Music
RSNO/Chan
Glasgow Royal Concert Hall
Keith Bruce
***
NOT so very long ago the RSNO’s celebration of St Valentine sat outside the concert season and was an evening of classical pops. Incorporating it into the regular weekly programme, under the baton of recently appointed principal guest conductor Elim Chan, will prove to be a very astute move if only a few of the packed house on Saturday evening decide to make concert-going a more regular habit.
The programme suited the occasion perfectly, without limiting itself to lollipops. The responses to Shakespeare’s Romeo and Juliet from Tchaikovsky and Prokofiev bracketed the Piano Concerto No.2 by Rachmaninov, whose music is as romantic as it gets, with its slow movement featuring one of the best known melodies in classical music.

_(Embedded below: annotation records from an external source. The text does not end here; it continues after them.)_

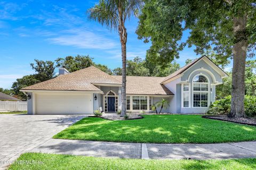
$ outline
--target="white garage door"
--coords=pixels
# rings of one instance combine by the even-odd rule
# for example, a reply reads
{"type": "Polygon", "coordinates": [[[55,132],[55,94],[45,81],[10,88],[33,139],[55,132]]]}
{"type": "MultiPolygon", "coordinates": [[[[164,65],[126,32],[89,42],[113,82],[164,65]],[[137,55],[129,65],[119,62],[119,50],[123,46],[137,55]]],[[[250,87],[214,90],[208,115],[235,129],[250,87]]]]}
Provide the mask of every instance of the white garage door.
{"type": "Polygon", "coordinates": [[[91,94],[36,95],[36,114],[93,113],[91,94]]]}

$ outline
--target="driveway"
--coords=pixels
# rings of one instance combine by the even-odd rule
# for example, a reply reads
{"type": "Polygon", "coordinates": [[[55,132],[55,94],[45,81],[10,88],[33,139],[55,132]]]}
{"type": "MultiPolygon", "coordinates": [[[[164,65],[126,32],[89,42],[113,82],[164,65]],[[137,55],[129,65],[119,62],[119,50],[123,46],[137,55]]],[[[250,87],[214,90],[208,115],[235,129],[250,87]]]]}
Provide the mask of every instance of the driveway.
{"type": "Polygon", "coordinates": [[[0,169],[86,116],[0,114],[0,169]]]}

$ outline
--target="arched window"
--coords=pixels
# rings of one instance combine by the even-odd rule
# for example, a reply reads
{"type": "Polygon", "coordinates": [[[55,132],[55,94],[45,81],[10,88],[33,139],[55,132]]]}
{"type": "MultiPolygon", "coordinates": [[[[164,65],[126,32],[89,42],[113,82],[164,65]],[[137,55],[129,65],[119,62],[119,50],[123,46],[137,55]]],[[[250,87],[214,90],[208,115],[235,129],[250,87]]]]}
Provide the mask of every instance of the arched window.
{"type": "Polygon", "coordinates": [[[193,107],[209,106],[209,81],[205,75],[197,75],[193,80],[193,107]]]}
{"type": "Polygon", "coordinates": [[[116,96],[116,94],[110,91],[108,92],[108,96],[116,96]]]}

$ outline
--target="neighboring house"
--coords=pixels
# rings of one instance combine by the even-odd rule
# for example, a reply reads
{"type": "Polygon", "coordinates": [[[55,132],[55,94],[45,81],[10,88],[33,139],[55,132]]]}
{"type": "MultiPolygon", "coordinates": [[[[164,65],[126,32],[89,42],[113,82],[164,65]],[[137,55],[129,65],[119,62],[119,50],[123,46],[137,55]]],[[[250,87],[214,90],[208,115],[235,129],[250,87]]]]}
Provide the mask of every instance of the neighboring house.
{"type": "Polygon", "coordinates": [[[21,100],[20,100],[14,97],[2,93],[2,92],[0,92],[0,100],[19,101],[21,101],[21,100]]]}
{"type": "MultiPolygon", "coordinates": [[[[121,108],[122,76],[110,75],[94,66],[60,75],[21,90],[27,92],[31,114],[92,114],[121,108]]],[[[204,113],[214,101],[215,87],[227,74],[203,56],[166,77],[127,76],[126,107],[133,112],[151,112],[162,98],[172,113],[204,113]]]]}

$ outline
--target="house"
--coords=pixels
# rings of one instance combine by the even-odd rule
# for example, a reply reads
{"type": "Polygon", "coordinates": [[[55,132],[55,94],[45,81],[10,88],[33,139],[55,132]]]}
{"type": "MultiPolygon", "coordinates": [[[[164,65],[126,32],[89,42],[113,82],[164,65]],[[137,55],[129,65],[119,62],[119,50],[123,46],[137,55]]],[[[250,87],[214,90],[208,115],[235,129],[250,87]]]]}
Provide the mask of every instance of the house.
{"type": "MultiPolygon", "coordinates": [[[[69,73],[60,68],[54,79],[21,90],[28,94],[30,114],[92,114],[100,107],[117,112],[121,108],[122,76],[110,75],[94,66],[69,73]]],[[[151,112],[162,98],[172,113],[204,113],[214,101],[215,87],[228,75],[203,56],[166,77],[127,76],[127,110],[151,112]]]]}
{"type": "Polygon", "coordinates": [[[0,92],[0,100],[21,101],[21,100],[0,92]]]}

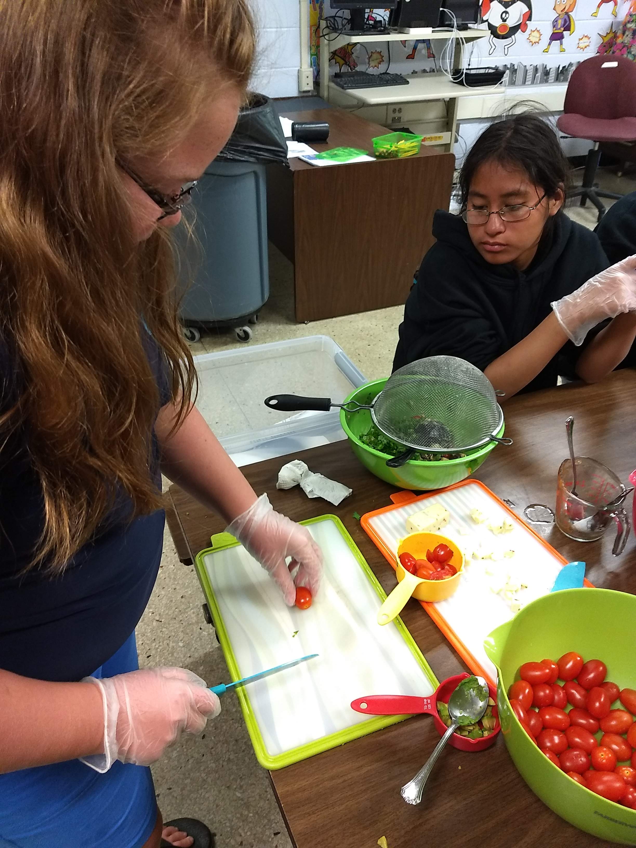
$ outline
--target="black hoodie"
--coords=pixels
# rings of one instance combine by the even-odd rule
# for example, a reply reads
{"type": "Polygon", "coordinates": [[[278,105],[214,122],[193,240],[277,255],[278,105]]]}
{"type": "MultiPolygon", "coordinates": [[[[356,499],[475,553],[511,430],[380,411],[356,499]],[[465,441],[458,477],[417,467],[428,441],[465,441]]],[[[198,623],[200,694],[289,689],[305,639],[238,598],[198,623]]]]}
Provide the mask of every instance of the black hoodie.
{"type": "MultiPolygon", "coordinates": [[[[422,259],[404,307],[393,371],[424,356],[445,354],[484,371],[525,338],[550,312],[609,263],[597,236],[562,212],[552,220],[524,271],[496,265],[478,253],[464,221],[438,209],[437,243],[422,259]]],[[[574,377],[581,350],[568,342],[524,391],[574,377]]]]}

Soloist Lukas Vondracek played it exquisitely too, setting the intensity barometer high in those first bars and largely going his own way regardless of what was happening around him. That wasn’t always what one might have wished, with the guest first clarinet lacking the breadth of tone the Adagio really requires, for example. The orchestra’s winds lack permanent leadership both in that position and at first flute at present and it showed throughout the evening, with some hesitancy from the section in Tchaikovsky’s Romeo and Juliet Fantasy Overture as well, and the building blocks of the Prokofiev selection from his Romeo and Juliet Suites rather too obvious instead of being integrated into a harmonious whole.
Fortunately, the strings were at the top of their game all night, as were Chris Gough’s horns, the leader as reliably precise as always. With harpist Pippa Tunnell and timpanist Paul Philbert also having particularly memorable evenings, there was a great deal to enjoy even if the conductor has given us more completely successful evenings - and will surely do so again.